At thy right hand there are pleasures for evermore (Ps. 16: 11)
Prepare thy work without, and make it fit for thyself in the field;
Proverbs 24:27
and afterwards build thine house
This is a proverb that teaches us a crucial principle of business—first things first.
So the immediate application is this. If you buy a fertile piece of ground, you should prepare it, work it, and plant your crop. After that, you should feel free to go ahead and build your house. In other words, the idea is to make the piece of ground productive before you start drawing your new resource down. Grow the celery before you eat the salary.
Our natural tendency is to want to enjoy the benefits prematurely. One illustration of this bad mistake is what happens to a number of entrepreneurs. I should correct that. It doesn’t happen to entrepreneurs the way the flu might happen to them. Rather, it is something they decide to do.

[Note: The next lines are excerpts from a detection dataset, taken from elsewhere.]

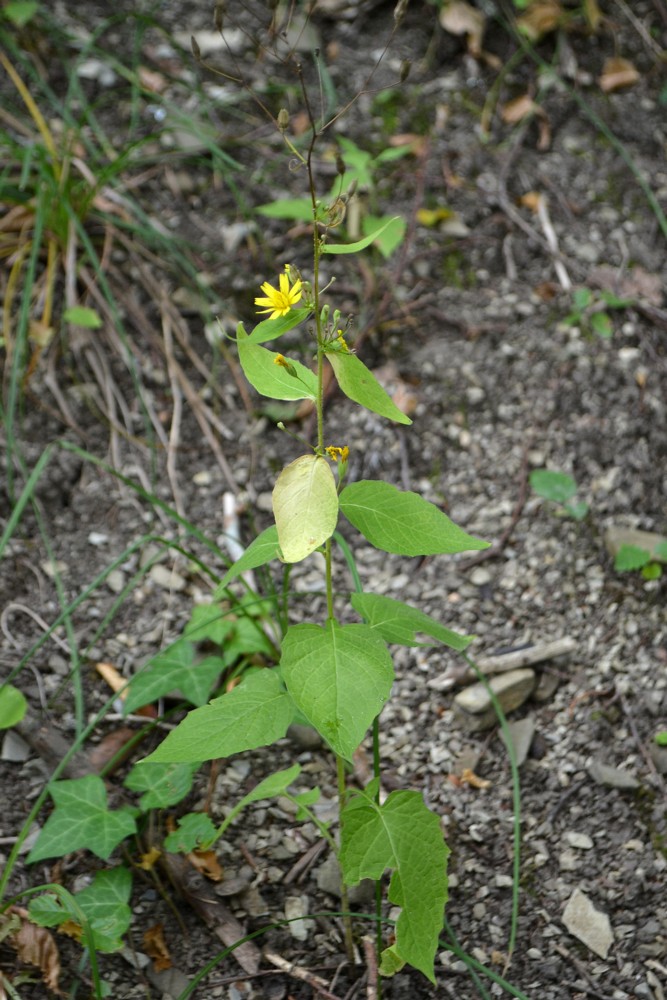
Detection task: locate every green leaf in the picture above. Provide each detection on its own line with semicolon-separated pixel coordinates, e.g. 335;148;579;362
245;308;310;344
63;306;102;330
0;684;28;729
0;0;39;28
164;813;215;854
146;670;294;762
590;312;614;337
273;455;338;563
529;469;577;503
362;215;405;258
183;604;235;646
339;480;489;556
123;760;199;812
327;351;412;424
74;866;132;952
614;545;651;573
213;524;280;601
123;639;225;715
28;866;132;952
350;594;475;652
28;774;136;864
255;198;313;222
280;619;394;760
320;215;402;254
340;781;449;982
236;326;317;399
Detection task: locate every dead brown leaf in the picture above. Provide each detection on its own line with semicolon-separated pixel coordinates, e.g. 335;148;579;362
598;56;639;94
7;906;62;996
186;851;224;882
516;0;563;42
143;924;172;972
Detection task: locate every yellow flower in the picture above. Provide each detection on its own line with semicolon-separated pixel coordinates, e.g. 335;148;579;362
255;274;303;319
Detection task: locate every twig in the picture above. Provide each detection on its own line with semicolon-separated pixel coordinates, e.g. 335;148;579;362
262;948;340;1000
361;935;378;1000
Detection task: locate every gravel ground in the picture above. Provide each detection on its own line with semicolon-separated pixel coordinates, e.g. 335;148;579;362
0;2;667;1000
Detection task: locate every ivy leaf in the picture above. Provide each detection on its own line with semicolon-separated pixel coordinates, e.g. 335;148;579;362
28;774;137;864
340;480;489;556
145;670;294;763
123;639;224;714
123;760;199;812
280;619;394;760
0;684;28;729
28;866;132;952
529;469;577;503
350;594;475;652
340;781;449;983
236;324;317;399
164;813;215;854
327;351;412;424
213;524;279;601
273;455;338;563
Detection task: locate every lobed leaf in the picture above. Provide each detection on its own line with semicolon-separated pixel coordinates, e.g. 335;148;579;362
327;351;412;424
145;670;294;763
28;774;137;864
340;780;449;983
273;455;338;563
339;480;489;556
280;619;394;760
350;593;475;652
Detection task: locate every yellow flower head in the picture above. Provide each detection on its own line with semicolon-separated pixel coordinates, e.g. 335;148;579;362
255;273;303;319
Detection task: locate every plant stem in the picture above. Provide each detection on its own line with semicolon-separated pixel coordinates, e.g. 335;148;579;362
336;754;354;965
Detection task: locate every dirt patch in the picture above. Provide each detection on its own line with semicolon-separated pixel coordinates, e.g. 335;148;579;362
0;2;667;1000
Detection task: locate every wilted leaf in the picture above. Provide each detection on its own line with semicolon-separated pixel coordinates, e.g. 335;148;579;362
516;0;563;42
143;924;172;972
598;56;639;94
7;906;62;996
440;0;486;57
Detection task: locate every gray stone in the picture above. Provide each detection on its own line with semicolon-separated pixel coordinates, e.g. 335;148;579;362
604;526;667;562
454;667;535;732
500;715;535;767
588;760;639;791
563;888;614;958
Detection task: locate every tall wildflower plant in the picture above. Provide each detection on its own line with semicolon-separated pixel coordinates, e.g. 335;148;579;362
147;3;487;982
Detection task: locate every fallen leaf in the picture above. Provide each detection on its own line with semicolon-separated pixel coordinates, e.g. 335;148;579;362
598;56;639;94
186;851;224;882
6;906;62;996
461;767;491;788
516;0;563;42
440;0;486;57
143;924;172;972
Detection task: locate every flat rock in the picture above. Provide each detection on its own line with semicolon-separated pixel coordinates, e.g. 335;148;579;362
454;667;535;732
500;715;535;767
588;760;639;791
563;888;614;958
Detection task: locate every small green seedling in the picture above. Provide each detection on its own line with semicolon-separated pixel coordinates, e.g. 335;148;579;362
530;469;588;521
563;288;633;337
614;542;667;580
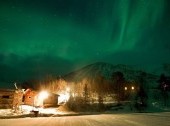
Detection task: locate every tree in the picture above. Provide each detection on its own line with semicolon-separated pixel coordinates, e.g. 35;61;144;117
112;71;125;104
158;74;169;106
135;72;148;111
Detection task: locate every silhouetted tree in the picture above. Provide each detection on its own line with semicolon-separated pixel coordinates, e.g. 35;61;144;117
135;72;148;111
112;71;125;104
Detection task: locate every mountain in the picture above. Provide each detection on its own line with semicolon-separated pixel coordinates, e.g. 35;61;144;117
63;62;158;84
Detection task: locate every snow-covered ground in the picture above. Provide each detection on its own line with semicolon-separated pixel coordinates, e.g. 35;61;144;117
0;105;75;118
0;112;170;126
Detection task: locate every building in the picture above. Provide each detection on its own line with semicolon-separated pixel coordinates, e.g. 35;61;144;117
0;89;23;109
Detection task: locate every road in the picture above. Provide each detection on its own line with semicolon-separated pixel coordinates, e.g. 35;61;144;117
0;112;170;126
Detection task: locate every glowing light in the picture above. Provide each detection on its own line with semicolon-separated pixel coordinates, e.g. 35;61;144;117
125;87;127;90
132;86;135;90
34;91;48;107
58;93;70;103
66;87;70;92
39;91;48;100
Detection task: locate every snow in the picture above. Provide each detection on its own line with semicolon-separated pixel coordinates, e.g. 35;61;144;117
0;105;75;119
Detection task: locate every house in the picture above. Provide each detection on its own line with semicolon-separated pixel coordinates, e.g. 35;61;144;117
23;89;38;106
23;89;59;107
0;89;23;109
43;93;59;107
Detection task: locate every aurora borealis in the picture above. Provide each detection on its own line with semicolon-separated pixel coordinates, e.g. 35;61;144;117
0;0;170;86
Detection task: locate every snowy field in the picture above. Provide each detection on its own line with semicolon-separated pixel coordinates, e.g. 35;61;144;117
0;112;170;126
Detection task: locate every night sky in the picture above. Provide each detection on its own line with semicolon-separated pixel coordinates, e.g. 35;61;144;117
0;0;170;85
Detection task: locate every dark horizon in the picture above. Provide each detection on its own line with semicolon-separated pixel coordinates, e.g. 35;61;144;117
0;0;170;85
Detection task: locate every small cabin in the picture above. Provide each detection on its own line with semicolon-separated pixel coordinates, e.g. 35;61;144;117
23;89;59;107
23;89;38;106
43;93;59;107
0;89;23;109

They get an investment for their hot idea, and let us grant for the sake of discussion that it is in fact a hot idea. But instead of putting the bulk of the investment into the hot idea so that it might start paying off sooner, instead they start paying full salaries to the start-up team, as though the hot idea was already paying off. But—it isn’t. However hot the idea is, it cannot pay off before it is birthed. The harvest cannot be enjoyed while the sacks are still full of the seed.
And this proverb hits on something we see in a number of other proverbs. It is the contrast between short-term thinkers and long-term thinkers. The wise investor, developer, or entrepreneur seeks to defer taking his cut while the foolish one assumes that his cut is what he has coming to him as some sort of birthright. To not take his cut would not be “realistic.” His wife thinks the same.
The lack of wisdom in this can be seen in this. The person has removed a particular kind of immediate pressure from himself, meaning that he will not be as motivated as he might otherwise be to get his hot idea to market. He is able to pay his monthly bills right now, and that is not going to run out until next year sometime. For a short-term thinker, next year is on the other side of forever. And so it is that the following year he has to go back to the investor looking for a second infusion of cash. Or an extension. Or a time of awkward conversation. Or something.
The wise man is hustling from the get-go because every day matters every day. He gets after it today because something needs to break loose today. “A worker’s appetite works for him; his mouth urges him on” (Prov. 16:26, ESV).